Father Nicholas Lang
The Presentation the Lord in the Temple
Updated: Mar 3, 2020
I’m guessing folks have been wondering what Punxsutawney Phil would tell us this morning about the onset of spring. According to folklore, if it is cloudy when a groundhog emerges from its burrow on this day, then spring will come early; if it is sunny, the groundhog will supposedly see its shadow and retreat back into its burrow, and the winter weather will persist for six more weeks. Phil left his burrow at about 7:25 a.m. this morning at Gobbler's Knob to tell us that we’ll have an early sprung. Our own Connecticut Groundhog “Chuckles” gave a similar prediction.
Here in the church in Milford, we are observing a feast called the Presentation of the child Jesus in the Temple which originated in the late 4th century in Jerusalem, its origin in old Jewish law that required a woman who gave birth to a child to be ritually purified and restored to full health and vitality. It was on this fortieth day after giving birth that the parents were required to come to the Temple and present this new creation as an offering to God. They also had to offer sacrificial animals and paid a good price to do that.
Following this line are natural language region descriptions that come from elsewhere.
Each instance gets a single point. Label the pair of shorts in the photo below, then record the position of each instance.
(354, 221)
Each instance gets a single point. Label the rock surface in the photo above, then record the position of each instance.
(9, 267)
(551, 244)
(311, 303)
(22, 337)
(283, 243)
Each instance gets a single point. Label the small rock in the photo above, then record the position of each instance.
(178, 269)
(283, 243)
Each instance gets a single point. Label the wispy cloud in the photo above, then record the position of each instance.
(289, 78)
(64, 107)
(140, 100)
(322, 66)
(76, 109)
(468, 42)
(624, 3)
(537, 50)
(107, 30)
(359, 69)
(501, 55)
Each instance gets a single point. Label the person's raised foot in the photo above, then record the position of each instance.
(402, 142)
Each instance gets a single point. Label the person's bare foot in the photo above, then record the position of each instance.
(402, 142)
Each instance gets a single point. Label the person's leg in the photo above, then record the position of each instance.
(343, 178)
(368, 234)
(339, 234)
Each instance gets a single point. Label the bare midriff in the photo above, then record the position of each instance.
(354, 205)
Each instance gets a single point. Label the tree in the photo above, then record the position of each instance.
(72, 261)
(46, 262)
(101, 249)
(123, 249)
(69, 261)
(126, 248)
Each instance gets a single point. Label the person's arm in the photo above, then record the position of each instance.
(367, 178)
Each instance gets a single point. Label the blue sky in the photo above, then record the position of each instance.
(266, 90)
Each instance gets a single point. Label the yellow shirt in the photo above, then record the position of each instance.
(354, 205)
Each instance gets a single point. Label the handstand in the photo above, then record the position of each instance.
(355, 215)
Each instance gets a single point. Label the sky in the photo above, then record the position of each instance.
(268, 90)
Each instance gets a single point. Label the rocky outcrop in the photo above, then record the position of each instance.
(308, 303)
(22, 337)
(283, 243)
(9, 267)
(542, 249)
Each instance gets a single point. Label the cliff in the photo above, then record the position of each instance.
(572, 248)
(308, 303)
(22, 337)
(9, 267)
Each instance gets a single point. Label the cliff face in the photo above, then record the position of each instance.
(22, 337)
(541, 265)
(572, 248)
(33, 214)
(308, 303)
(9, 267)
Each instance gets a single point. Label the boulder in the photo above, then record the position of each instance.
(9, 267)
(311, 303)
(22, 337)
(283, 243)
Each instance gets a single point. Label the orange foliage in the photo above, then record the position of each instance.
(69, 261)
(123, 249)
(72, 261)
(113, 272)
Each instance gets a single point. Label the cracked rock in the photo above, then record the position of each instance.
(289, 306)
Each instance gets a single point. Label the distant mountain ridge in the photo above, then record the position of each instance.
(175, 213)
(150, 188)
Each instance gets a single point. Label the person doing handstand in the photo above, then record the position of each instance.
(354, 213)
What might be the common thread between our holyday and the secular Ground Hog Day?
Bears and other animals are expected to hibernate during the cold, dark winter season and emerge on this day to look for the light. Shadow and light are the reality of our lives and of our world. We all have stories about what it has been like to live in shadowy places, often because of some unexpected uninvited, undesirable circumstance of life. We, too, can sometimes hibernate—withdraw—to escape the harsh realities of life. We can become sluggish, dormant, as we move through life only half-awake—until we are aroused by the light of God’s spirit.
Our stories likely share the common thread of our sometimes feeling as if we were living in the night of fear not knowing what will come next or how we will handle it. We may have a sense of powerlessness as life seems to be spinning out of control. It may seem as if the black hole of desperation is just sucking the light out of our existence. Yes, shadowy places can be very scary and uncomfortable. And so we may be tempted, like our animal friends, to hideout.
Then there is the Gospel we heard today and its description of what happened when Mary and Joseph came to the Temple to fulfill the law. They were a humble, poor, ordinary couple who wanted a private moment, a quick ceremony and an easy departure to avoid any attention. They were not counting on what happened and they were not counting on these two characters, Simeon and Anna entering their lives.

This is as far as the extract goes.